Bioinformatics/AI
CEDRIC MANLHIOT, PhD
Assistant Professor
Johns Hopkins University
Baltimore, Maryland, United States
CEDRIC MANLHIOT, PhD
Assistant Professor
Johns Hopkins University
Baltimore, Maryland, United States
Background: In the absence of a definitive diagnosis tool for KD and with substantial clinical overlap with other conditions including COVID-associated MISC; there are limited tools available to personalize the management of these patients.
Methods: Deep phenotyping was performed for 944 patients with KD, MISC or acute COVID infection without either KD/MISC recruited in 18 sites in 5 countries. Machine learning algorithms, both unsupervised (gaussian mixture model) and supervised (XGBoost) were used to train 12 prediction models from over 400 clinical features. These models are used in the diagnosis, treatment and management of patients along this clinical spectrum. External validation (or cross-validation for the treatment algorithms) was performed on the remainder of patients enrolled in the International Kawasaki Disease Registry (N=2,000) to evaluate the performance of the prediction models. Prediction models were integrated in a cloud-based clinical decision support system named MISKD which is integrated but independent of electronic health records.

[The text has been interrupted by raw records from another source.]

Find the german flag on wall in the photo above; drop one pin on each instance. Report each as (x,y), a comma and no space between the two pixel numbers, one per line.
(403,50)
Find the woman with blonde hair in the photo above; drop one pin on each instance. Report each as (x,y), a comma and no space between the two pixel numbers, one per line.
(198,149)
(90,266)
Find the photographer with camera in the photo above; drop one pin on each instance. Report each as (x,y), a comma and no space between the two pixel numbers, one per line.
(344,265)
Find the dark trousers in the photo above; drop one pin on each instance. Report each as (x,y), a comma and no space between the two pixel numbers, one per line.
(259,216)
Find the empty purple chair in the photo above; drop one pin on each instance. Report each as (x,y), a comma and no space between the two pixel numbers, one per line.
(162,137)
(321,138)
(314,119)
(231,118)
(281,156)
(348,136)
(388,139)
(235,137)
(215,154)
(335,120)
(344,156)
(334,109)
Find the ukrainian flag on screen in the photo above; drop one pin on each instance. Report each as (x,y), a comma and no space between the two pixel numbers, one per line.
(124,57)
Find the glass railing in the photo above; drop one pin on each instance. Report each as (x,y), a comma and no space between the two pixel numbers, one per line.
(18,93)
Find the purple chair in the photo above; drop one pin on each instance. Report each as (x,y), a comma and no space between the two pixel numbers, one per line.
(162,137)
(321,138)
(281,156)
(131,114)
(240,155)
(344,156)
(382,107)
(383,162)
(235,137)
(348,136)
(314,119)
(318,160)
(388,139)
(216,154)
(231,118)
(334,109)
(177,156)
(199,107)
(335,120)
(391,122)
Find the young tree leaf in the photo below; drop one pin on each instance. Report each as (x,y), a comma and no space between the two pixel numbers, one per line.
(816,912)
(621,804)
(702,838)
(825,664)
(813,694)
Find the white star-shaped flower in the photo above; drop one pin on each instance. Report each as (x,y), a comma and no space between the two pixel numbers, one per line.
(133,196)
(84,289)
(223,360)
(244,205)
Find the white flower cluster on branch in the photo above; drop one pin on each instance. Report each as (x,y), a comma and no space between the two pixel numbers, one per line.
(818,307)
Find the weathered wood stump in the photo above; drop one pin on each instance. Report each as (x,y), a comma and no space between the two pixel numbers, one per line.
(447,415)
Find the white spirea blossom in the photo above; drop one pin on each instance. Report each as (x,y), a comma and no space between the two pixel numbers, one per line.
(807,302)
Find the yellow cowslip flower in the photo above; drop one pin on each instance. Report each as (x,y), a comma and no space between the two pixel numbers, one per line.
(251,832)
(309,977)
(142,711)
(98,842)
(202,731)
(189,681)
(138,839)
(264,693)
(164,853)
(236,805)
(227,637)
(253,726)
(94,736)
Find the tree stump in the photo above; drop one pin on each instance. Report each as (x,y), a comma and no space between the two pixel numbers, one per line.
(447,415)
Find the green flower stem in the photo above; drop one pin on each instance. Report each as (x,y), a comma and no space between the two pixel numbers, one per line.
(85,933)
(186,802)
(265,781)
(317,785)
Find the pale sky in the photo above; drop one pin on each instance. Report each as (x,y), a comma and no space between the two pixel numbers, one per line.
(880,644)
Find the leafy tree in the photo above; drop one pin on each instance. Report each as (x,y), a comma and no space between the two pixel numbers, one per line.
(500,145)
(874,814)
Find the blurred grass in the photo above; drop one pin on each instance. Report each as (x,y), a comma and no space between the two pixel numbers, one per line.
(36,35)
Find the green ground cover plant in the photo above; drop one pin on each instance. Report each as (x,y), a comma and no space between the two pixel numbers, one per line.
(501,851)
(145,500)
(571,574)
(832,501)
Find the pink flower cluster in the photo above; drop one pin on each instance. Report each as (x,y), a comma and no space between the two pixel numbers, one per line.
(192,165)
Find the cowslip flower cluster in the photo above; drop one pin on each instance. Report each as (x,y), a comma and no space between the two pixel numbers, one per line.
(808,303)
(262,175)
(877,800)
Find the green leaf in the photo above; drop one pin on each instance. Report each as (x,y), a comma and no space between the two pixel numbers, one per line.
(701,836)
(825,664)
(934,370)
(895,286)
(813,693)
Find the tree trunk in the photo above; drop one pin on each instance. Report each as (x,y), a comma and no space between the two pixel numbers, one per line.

Results: The diagnosis algorithm identified 5 phenotypic clusters in this patient population, 2 with a KD-like profile, 2 with a MISC-like profile and 1 with a profile consistent with neither condition (COVID without MIS-C/KD). Clinical misclassification of patients was common (Figure) with 8.6% of patients labelled as MISC having a phenotypic profile consistent with KD and 10.6% vice versa. In the validation cohort, the diagnostic algorithm for MISC and KD had AUCs of 0.85 and 0.88, respectively, with 85.5% of patients classifiable with >80% certainty. Algorithms (N=4) to predict response to IVIG and methylprednisone, both for primary (AUC 0.87 and 0.78 for IVIG and methylprednisone, respectively) and rescue therapy (AUC 0.91 and 0.94, respectively), showed excellent performance. Excellent performance (AUC 0.92) was shown in an algorithm to predict a refractory response to IVIG (no measurable change in fever during IVIG therapy). Algorithms for ICU admission, respiratory failure, shock, and reduced ejection fraction had AUCs of 0.88, 0.96, 0.84 and 0.74, respectively. Model performance was well balanced between patients with a KD vs. MISC phenotypic profile. All 12 models were integrated in a prototype of MISKD and successfully implemented for all 944 patients. A functional version of the clinical decision support system is currently under development.
Conclusions: A clinical decision support system incorporating multiple machine learning algorithms can be used to diagnose, personalize treatment choice and provide risk-based management for patients with KD. Informatic tools such as MISKD will be necessary to bridge the implementation gap for clinical prediction models.